Bizarrely this is exactly what many of the 50s women  were dependent on – the minister is just rewriting history to suit himself.

And mindful that the ministry may soon to be taken to court for not telling people about the change they are on the defensive..

“In the years after the 1995 legislation (1995 to 2011) this equalisation was frequently reported in the media and debated at length in Parliament. People were notified with leaflets, an extensive advertising campaign was carried out, and later individual letters were posted out. Throughout this period the Department has been providing individuals with their most up-to-date State Pension age when they have requested a Pension statement.”

And also you aren’t entitled to a pension  and we can’t afford to pay it anyway. We just take your contributions and do what we like with it.
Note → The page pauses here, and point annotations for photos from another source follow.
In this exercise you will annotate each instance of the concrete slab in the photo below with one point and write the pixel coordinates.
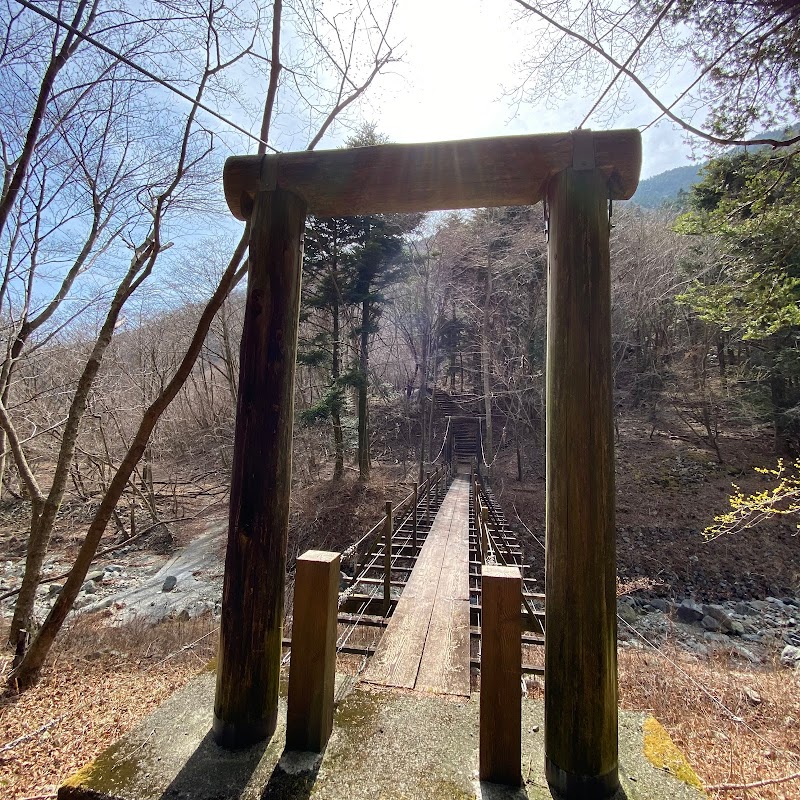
(385, 744)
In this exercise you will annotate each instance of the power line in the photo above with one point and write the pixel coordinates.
(628, 61)
(160, 81)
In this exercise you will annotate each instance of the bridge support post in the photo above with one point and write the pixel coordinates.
(484, 512)
(581, 750)
(248, 670)
(312, 669)
(501, 672)
(428, 497)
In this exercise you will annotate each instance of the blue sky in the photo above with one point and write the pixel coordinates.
(460, 55)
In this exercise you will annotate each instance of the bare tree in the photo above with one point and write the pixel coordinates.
(744, 57)
(362, 24)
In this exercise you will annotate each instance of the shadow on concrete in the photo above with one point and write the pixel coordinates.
(212, 771)
(496, 791)
(293, 777)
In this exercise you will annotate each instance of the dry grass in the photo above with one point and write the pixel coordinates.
(766, 745)
(100, 682)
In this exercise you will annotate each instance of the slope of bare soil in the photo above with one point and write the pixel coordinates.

“The National Insurance scheme operates on a ‘pay-as-you-go’ basis. It is inaccurate to characterise the State Pension as an individual contract where people get out what they pay in. It is today’s contributors who pay for today’s pensioners.

“There is no surplus in the Fund that can simply be drawn upon. The Government Actuary recommends a surplus is kept in the National Insurance fund to cover day to day variations in spend. The surplus is lent to the Government while that happens – it cannot simply be spent again.”

I have a feeling that ministers may not get away with this if people continue to press them – the Conservative government can’t afford to lose 3.7 million votes when it is neck and neck with Labour.